These findings indicate that more than half of the people with NCDs are women at an average age of 70, classified as socioeconomic stratum two, with primary education level attained, housemakers, and with a high level of dysfunction or dependency. Four out of every five caregivers are women, approximately half of them have secondary education, dedicated to household work, and concerned about the financial cost of caring for a family member with NCDs. As for direct no-medical costs, about 9 to 29 % of costs are attributable to patient care, for which the most representative expenses are health, food, housing, transport, and communication, respectively. The average total cost of patient care was 324,207 pesos per month.
Regarding the perspective of cost and care, in the cost study from the care of patients with chronic NCDs conducted by Campos et al., one of the main factors that increase costs is the decrease in self-care of the hospitalized person, besides the shift between hospital admission and discharge. Costs during recovery increase due to the need for having a caregiver and additional therapies, in addition to the time it takes for patients to return to their daily life (5).

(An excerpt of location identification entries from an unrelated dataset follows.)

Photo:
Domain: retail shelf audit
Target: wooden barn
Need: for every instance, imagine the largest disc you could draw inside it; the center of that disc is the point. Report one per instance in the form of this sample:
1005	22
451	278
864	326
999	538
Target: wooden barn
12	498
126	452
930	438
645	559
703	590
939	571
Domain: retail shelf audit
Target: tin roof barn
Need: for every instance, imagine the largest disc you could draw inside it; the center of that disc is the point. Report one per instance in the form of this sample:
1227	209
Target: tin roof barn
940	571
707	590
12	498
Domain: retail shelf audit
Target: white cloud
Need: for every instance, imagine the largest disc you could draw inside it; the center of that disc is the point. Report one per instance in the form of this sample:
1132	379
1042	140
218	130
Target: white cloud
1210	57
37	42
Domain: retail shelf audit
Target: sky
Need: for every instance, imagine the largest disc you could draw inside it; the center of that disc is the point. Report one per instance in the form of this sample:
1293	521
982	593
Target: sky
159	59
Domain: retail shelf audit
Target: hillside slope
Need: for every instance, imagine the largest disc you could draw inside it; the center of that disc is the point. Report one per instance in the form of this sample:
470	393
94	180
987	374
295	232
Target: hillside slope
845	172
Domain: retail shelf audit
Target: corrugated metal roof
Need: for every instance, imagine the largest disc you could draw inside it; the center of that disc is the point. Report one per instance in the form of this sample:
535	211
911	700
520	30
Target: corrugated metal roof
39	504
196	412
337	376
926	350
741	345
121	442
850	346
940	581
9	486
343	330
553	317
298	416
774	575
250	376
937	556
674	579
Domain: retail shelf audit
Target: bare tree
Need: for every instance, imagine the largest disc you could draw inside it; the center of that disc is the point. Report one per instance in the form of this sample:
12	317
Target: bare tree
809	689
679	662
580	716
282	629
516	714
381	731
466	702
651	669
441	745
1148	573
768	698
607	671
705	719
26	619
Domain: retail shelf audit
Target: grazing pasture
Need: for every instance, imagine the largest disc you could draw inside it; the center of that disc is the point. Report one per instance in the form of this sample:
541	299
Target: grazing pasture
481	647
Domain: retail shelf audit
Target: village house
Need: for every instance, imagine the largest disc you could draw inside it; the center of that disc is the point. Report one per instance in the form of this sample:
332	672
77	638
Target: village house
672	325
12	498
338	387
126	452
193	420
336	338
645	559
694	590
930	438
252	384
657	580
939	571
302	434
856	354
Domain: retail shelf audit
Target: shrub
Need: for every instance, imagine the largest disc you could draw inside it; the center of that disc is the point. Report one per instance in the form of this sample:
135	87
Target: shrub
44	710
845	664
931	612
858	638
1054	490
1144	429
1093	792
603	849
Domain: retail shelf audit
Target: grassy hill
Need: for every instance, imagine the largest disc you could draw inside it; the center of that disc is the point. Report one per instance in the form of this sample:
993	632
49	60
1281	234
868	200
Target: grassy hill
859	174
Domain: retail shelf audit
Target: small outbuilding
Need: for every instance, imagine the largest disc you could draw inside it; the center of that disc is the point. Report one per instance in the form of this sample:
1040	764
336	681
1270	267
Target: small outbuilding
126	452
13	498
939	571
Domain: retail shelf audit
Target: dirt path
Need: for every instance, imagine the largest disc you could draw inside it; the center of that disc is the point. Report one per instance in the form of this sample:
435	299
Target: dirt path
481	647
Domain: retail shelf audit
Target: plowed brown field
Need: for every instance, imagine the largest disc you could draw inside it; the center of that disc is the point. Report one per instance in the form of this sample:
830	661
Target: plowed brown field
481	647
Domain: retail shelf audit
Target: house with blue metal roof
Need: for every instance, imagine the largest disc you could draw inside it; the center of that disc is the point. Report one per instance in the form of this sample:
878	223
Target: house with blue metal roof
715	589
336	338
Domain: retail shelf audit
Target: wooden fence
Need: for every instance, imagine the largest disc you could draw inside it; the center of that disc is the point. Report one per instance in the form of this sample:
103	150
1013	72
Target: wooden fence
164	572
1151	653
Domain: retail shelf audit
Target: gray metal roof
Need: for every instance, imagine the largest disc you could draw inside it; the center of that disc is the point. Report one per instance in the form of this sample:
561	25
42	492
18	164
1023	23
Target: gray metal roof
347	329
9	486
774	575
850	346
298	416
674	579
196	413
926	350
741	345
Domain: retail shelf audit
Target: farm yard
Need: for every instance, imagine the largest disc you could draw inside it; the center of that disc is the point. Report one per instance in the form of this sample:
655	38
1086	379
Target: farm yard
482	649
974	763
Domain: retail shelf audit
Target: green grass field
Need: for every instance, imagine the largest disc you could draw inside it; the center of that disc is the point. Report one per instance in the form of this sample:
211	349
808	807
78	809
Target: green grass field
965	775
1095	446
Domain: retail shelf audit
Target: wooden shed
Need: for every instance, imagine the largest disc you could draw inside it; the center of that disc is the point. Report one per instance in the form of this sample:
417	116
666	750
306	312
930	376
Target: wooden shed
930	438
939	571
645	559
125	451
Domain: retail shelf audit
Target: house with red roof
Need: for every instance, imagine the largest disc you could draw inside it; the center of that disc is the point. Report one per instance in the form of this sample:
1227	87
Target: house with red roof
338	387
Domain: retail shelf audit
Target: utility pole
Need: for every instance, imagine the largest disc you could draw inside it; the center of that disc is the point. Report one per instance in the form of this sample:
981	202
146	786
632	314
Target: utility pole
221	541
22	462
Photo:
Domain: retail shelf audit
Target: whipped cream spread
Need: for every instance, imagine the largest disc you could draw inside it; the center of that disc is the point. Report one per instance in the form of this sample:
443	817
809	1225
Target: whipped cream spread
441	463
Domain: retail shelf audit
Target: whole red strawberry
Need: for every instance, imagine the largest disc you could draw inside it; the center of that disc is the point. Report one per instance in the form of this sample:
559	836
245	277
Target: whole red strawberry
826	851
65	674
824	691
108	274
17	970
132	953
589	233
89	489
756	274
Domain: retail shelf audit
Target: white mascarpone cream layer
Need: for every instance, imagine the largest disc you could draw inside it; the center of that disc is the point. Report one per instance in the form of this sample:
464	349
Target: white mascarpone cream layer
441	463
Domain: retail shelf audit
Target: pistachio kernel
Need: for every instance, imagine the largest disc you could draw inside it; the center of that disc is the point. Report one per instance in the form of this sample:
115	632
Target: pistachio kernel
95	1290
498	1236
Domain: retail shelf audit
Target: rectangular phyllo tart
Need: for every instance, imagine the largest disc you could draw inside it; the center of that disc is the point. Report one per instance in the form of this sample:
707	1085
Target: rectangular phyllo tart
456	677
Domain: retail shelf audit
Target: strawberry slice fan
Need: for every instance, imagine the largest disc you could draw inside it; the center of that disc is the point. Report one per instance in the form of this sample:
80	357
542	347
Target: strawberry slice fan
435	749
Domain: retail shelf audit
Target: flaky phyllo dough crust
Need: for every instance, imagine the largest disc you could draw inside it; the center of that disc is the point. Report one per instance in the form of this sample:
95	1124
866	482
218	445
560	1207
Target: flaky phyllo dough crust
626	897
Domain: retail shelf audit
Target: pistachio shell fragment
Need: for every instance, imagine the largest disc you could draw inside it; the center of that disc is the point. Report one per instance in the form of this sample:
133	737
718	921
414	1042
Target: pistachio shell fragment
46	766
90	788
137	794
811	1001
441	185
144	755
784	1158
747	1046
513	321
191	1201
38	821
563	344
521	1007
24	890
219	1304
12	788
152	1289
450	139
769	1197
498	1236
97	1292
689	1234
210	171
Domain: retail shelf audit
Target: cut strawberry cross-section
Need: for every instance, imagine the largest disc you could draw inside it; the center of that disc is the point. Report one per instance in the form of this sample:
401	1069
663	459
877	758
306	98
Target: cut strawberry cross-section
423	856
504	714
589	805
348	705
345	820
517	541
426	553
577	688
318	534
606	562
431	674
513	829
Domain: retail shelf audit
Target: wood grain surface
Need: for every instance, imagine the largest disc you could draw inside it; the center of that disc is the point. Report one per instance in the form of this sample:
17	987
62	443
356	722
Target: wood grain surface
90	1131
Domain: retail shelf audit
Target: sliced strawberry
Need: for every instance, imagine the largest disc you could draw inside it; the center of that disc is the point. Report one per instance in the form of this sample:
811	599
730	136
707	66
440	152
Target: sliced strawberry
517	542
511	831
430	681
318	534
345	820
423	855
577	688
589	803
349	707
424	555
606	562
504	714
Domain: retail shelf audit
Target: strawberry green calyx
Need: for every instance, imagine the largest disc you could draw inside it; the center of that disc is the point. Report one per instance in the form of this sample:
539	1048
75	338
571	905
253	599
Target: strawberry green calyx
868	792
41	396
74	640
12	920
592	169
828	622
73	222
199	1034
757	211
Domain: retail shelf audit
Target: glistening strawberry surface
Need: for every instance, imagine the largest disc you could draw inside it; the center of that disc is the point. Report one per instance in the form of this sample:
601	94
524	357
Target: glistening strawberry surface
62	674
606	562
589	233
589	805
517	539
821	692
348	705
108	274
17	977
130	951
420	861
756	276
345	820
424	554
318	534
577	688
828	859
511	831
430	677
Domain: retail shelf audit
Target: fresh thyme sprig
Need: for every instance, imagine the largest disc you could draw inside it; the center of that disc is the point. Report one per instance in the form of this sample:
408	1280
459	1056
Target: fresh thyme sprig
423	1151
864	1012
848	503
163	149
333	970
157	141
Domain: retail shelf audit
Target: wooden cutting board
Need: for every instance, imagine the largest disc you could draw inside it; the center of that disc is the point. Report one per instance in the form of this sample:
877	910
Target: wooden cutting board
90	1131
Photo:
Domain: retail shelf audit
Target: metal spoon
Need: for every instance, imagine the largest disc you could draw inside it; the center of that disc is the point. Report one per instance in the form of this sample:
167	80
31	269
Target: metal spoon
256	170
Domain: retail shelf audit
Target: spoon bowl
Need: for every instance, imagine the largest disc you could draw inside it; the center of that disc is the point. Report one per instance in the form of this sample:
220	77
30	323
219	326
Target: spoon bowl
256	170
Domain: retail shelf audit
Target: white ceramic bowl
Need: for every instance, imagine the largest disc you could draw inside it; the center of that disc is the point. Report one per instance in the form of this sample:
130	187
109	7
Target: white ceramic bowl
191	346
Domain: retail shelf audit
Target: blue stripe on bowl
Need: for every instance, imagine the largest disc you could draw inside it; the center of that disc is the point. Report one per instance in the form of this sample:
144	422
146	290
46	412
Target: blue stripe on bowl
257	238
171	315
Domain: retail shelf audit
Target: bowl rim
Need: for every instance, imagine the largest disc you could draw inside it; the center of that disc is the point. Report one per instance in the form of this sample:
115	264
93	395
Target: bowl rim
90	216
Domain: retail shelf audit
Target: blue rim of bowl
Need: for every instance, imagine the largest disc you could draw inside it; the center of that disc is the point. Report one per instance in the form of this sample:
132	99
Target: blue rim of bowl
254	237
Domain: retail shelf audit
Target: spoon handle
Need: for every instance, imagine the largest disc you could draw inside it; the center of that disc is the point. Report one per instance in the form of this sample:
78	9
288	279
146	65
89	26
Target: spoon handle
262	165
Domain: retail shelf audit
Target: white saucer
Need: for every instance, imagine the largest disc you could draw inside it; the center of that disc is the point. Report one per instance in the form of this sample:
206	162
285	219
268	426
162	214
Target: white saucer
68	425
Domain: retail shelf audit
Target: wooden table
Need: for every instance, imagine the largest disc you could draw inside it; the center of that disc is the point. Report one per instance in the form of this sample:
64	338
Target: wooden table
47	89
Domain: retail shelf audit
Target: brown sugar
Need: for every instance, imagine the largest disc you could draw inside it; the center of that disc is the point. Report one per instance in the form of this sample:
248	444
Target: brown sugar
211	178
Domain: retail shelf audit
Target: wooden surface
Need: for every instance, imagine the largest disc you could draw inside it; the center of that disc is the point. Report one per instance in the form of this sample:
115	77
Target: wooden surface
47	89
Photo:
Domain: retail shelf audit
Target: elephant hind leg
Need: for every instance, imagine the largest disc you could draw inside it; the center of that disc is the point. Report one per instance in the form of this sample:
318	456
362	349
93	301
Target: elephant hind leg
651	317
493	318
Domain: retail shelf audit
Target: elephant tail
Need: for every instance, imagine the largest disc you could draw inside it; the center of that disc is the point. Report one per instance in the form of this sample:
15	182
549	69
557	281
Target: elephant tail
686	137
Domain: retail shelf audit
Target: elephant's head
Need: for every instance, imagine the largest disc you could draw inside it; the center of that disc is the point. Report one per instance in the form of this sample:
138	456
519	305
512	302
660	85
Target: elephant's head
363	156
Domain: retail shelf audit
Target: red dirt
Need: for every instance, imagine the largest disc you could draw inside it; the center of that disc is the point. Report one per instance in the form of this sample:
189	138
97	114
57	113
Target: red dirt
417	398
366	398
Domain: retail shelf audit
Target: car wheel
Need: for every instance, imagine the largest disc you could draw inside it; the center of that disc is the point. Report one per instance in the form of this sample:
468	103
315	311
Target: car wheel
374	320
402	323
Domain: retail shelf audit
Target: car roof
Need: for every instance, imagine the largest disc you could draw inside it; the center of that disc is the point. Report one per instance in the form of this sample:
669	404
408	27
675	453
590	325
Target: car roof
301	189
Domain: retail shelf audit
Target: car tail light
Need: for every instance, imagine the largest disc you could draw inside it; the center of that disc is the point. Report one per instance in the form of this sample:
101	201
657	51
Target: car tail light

In a similar study conducted by Sanchez et al. with 92 families in the Andean Region of Colombia, a high financial burden was found in terms of additional money to be spent, namely, on health services, transportation, housing, food, and communication, among others (19). These findings are coherent with those reported in 30 dyads in Guatemala City, as well as those in this study since the biggest cost was health. Other costs were significant but differed slightly in their order (20). In addition, families in the Andean Region spend a monthly average of 349,617 pesos on food, of which 28 % is spent on patient care. These values are lower than those presented in this study, which are 461,623 pesos and 37 %, respectively. Sánchez concludes that it is necessary to rely on public health policies and establish strategies that allow families and patients to reorganize their lifestyles (19).
Out-of-Pocket Health Care Costs
Financial protection, through public or private health insurance, reduces the amount people pay directly for health care. However, in some countries, the burden of out-of-pocket expenses can still create barriers to access and use of health care. Direct non-medical costs include expenses incurred for treatment outside the patient’s healthcare system such as out-of-pocket expenses and charges borne by the patient when their health insurer - neither public nor private - covers the full cost of the services. Households facing difficulties in paying medical bills may delay or even forego necessary care. In the Organization for Economic Co-operation and Development (OECD) countries, an average of 19 % of health expenditure is paid for directly by patients (6).
Out-of-pocket expenses depend on people’s capacity to pay. As health care financing becomes more dependent on out-of-pocket expenditures, the burden will be shifted to those who use services most and possibly to low-income households, where health care needs are greater. Many countries have adopted policies to protect specific population groups from overpayment, such as partial or total exemptions from social assistance, benefits for the elderly or people with chronic diseases or disabilities (6).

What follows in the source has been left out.